V.D. Bucket: Bucket to Greece Collection Volume 1-3
Written by an author who decides to use a pseudonym, he comes up with the name Bucket. And why not? After all, he was abandoned in one as a baby. I was instantly hooked.

Victor and his wife, Marigold, set out to buy a property in Greece. They come across Spiros, a genial undertaker, who shows them a rural village house. Belonging to his dead uncle, Spiros fails to tell the couple about his uncle’s unusual death. He also omits mentioning the bizarre neighbour and their eccentric garden occupant. In fact, there is much that Spiros doesn’t say.

The author delights with stories about larger-than-life characters and integration into their village community. His self-effacing humour is wonderfully amusing, especially concerning his compulsion for hygiene.

If you love travel memoirs filled with fun, wit, and incidents, then these are the books for you. And if you love a series, then you’re in luck. Victor has published thirteen episodes so far, and he’s still writing!
(Click on the book image or the link below to take you to the Amazon page.)

Et voilà!

I don’t know how you’ve fared, but our weather has had its glum moments. January and February featured endless fog-laden days. Dog walks and fence-mending duties with opaque veils hanging in the air was decidedly surreal. And when they eventually lifted, we were left with unimaginative slate grey-skies.
However inclement this period was, it couldn’t suppress the unbridled joy I felt when tramping over crisp meadows on frosty wintry days. Unbelievably beautiful. Then it all changed.
That famous old English idiom: March comes in like a lion and goes out like a lamb has been fitting for us this year. The wind arrived.

The French love to give their prevailing winds a name. This one is called le Vent d’Autan. Sounds ordinary? It isn’t. It is a south-easterly wind that blows over the Lauragais, the Toulouse region and the southwest part of the Massif-Central.
The Vent d’Autun chills the sunniest days and plays mischievous tricks. In an instant, gentle wafts switch to 100 kph (62 mph) gusts and more. Don’t stand near moveable objects or underneath trees during those icy blasts.

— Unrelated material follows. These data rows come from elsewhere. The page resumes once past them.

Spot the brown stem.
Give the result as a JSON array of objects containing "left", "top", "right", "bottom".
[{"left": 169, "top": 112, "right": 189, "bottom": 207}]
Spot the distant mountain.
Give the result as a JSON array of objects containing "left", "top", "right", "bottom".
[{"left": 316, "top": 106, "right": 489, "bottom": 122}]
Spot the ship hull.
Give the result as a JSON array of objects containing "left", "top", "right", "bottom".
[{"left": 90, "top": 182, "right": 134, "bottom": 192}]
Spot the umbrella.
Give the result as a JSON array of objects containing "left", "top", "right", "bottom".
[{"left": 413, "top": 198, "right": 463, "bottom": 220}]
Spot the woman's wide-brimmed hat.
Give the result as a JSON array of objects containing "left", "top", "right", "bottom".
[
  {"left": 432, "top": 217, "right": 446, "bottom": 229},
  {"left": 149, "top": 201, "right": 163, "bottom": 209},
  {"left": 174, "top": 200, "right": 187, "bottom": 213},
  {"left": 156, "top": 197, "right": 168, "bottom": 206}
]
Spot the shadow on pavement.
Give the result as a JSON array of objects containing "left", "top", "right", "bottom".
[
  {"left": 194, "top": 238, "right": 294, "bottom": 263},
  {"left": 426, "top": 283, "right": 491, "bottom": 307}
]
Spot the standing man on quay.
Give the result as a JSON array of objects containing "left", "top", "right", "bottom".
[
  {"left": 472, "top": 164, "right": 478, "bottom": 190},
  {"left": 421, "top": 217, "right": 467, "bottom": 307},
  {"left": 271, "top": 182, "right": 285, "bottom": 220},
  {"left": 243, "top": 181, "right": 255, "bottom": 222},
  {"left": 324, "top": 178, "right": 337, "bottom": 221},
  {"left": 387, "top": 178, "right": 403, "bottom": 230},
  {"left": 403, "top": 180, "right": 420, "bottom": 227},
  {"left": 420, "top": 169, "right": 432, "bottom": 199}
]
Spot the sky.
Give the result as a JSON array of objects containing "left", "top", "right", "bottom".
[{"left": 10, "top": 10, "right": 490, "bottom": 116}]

To our cost, we know the damage the wind can do in the forest. You can see debris from this clip I took two weeks ago. One large tree brought down four others. Unnecessary damage like this is such a sad sight.
This force of nature plays havoc in other ways, too. There’s electricity in the air that allegedly drives animals and humans crazy. Is this really because of le Vent d’Autun? I’m not sure, though I’m delighted we live in a sheltered area that is relatively unaffected. Click on this fun blog to find out more about its impact.
Fortunately, le Vent d’Autun seems to have exhausted itself, to leave us with gorgeous blue skies and sunny days. That mimosa is a show-stopper! Plants are bursting with vitality, and the garden looks lovely.
And living in a fruit growing area means that orchard walks are sensational at this time of year. The sights, the scents with just us to enjoy them are exceptional.
blossom 15-2-40
Our river walks are heaven too. Sounds of squawks, quacks and the cries of young gulls bounce off the water. The vegetation is burgeoning, and battalions of young poplars are sprouting like mad things.
And talking about mad things... Where there’s water, you’ll find Aby and Max. As you know, they love wet walks with pals! Could we be luckier? I don’t think so.
With so much uncertainty in the world, I sincerely hope that your home is calm and peaceful. I’ll be back with more local chat in June. With Jack back to full strength, I’m sure there will be several horrifically embarrassing rants to share! Until then, stay safe and enjoy your season as it unfolds.